Brexit Takes Brent Back in Time

The sagging pound means soaring U.K. oil costs.

Exactly how far back in time will Brexit take Britain? When it comes to oil, the answer is pretty straightforward: about 18 months.

The Pound Stalling

While Brent crude priced in U.S. dollars is back up to where it was this summer, the price in pounds is back to about where it was in May 2015

Source: Bloomberg

Note: Performance indexed to 100.

Sterling's swift collapse amid fears of a hard Brexit means that, priced in pounds, a barrel of Brent crude is now 67 percent more expensive than it was at the start of the year, versus an increase of just 39 percent in U.S. dollar-terms.

Currency moves can weigh heavily on commodity markets, depending on where the big centers of demand are. For example, as I outlined in this column, the Indian rupee's weakness has made gold very expensive when priced in the local currency of one of the world's biggest jewelry markets. This has made the metal much more dependent on fickle demand from investors -- a big reason why gold has dropped by roughly $100 an ounce in the past month.

The U.K. has now been a net importer of petroleum products for 12 quarters in a row, according to government statistics, after decades of being a net exporter (the last time it swung to net imports was in 1984, during the upheaval of the coal miners' strike).

As in so many other respects, though, Britannia is not quite the force it once was in the global oil market. The country consumes about 1.5 percent of the world's oil supply versus roughly 3 percent thirty-odd years ago, the last time the pound was this weak against the dollar. Brits, moreover, are used to getting hosed at the petrol pump -- they pay almost double what Americans do, according to this nifty new graphic from Bloomberg -- and most of the cost is tax. So U.K. retail fuel prices are less sensitive to oil's underlying swings.

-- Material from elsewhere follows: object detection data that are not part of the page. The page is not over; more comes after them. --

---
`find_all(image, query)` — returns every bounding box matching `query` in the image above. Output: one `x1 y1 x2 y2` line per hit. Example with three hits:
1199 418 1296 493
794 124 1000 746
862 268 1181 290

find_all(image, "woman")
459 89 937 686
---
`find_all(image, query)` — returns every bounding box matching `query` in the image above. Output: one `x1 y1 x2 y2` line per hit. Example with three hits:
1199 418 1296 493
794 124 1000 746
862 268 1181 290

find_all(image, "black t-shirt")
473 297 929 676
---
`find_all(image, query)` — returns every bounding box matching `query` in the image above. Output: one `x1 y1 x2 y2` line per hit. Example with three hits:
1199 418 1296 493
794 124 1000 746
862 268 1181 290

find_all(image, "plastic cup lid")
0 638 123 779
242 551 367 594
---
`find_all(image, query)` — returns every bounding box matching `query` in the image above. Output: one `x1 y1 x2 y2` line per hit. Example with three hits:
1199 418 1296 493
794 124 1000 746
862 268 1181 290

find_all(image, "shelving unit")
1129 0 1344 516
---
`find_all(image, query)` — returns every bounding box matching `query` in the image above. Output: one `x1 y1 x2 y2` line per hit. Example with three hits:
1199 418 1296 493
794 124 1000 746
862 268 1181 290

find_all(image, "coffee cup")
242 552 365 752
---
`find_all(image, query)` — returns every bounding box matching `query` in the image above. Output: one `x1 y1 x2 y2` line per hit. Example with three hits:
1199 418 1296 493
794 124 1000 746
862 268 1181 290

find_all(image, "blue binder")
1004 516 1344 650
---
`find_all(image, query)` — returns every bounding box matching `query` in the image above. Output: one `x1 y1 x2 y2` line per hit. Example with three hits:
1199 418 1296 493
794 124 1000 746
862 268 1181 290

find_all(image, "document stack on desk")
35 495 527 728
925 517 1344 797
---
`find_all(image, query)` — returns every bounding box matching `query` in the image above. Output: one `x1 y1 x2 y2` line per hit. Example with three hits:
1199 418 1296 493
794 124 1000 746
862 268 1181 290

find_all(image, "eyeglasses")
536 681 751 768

But if you live in Britain, driver or otherwise, you'll still pay a price. As fellow Gadfly Marcus Ashworth wrote here today, the mayhem in FX markets could soon migrate to U.K. government bonds. That's in part because a weaker pound will stoke inflation -- with accelerating oil costs leading the charge. 

This column does not necessarily reflect the opinion of Bloomberg LP and its owners.